Стыдно, и так сладко. Грудь наливается тяжестью, температура растет. Мне жарко и хочется снять не только куртку.
Я помню, как Андрей умеет, чуть ли не лучше, чем я сама.
А еще мне хочется, чтобы толстый член, который уже побывал у меня во рту, заполнил мою дырочку и хорошенько, с оттяжечкой, меня поимел.
И именно эта греховная мысль провоцирует организм на выделение смазки. И Градов, не перестающий массировать мои губки и клитор, прекрасно это чувствует.
И этот факт не оставляет его равнодушным. Глаза его темнеют, выражение лица становится хищным. Я вижу, как вздымается его мощная грудь.
— Вот так, Танюша, — он грубовато стискивает мою промежность, от чего пульс переходит к азбуке Морзе, сигнализируя, что все системы предохранения летят к черту. — Это к слову о том, что ты не хочешь.
И эта скотина просто убирает руку!
Распалил и ничего не дал!
— Ты!
— Ну наконец мы на «ты», я уж думал, не дождусь, — сипло отвечает Градов, снова выезжая на дорогу. Стрелка спидометра показывает недопустимое значение, а облепленные искрящимся в свете луны инеем березы пролетают за бортом, демонстрируя, что кто-то очень хочет быстрее добраться до пункта назначения.
Но от того, что у Градова запал, мне не легче.
Мне обидно, что меня продинамили, и я в озверении требую:
— Я смотрю у вас много свободного времени. Отвезите меня домой!
— Сегодняшнюю ночь я освободил под тебя. Можешь позвонить подружкам и сказать, что у тебя сегодня нашлась другая компания. Никуда ты в мокрых трусиках не поедешь, Таня.
— Но…
— Может, хватит, — рык Андрея сопровождает наш въезд в поселок. — Мы начнем с того, на чем остановились. И ты снова будешь послушная, снова будешь стонать для меня и выполнять мои пожелания с тем самым удовольствием, о котором я говорил.

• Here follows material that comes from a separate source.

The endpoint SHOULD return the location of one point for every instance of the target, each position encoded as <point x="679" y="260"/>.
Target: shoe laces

— Меня ждут! — продолжаю я сопротивляться словесно, елозя на сидении, закинув ногу на ногу, чтобы унять свои желания.
— Твои девочки после боя курантов отправятся со своими мужиками в постельку и будут делать все то, что ты хочешь, а ты останешься допивать выдохнувшееся шампанское. Ты уверена, что это хорошие подруги, если они не поймут твое желание провести новогоднюю ночь с пользой? Зачем я тебе вообще что-то говорю? Сейчас я в тебе окажусь, и все встанет на свои места.
Так-то Градов прав. И ведь выспросил у Казанцева, сто пудов.
— Но горошек…
— Какой, к черту, горошек? — злясь, оборачивается ко мне Андрей, останавливаясь перед воротами и нажимая кнопку автоматического открывания.
— Я везу горошек на оливье…
— Ты сейчас сказала, что я проигрываю горошку? — щурится Градов. — Зимина, ты будешь искупать свою вину до утра.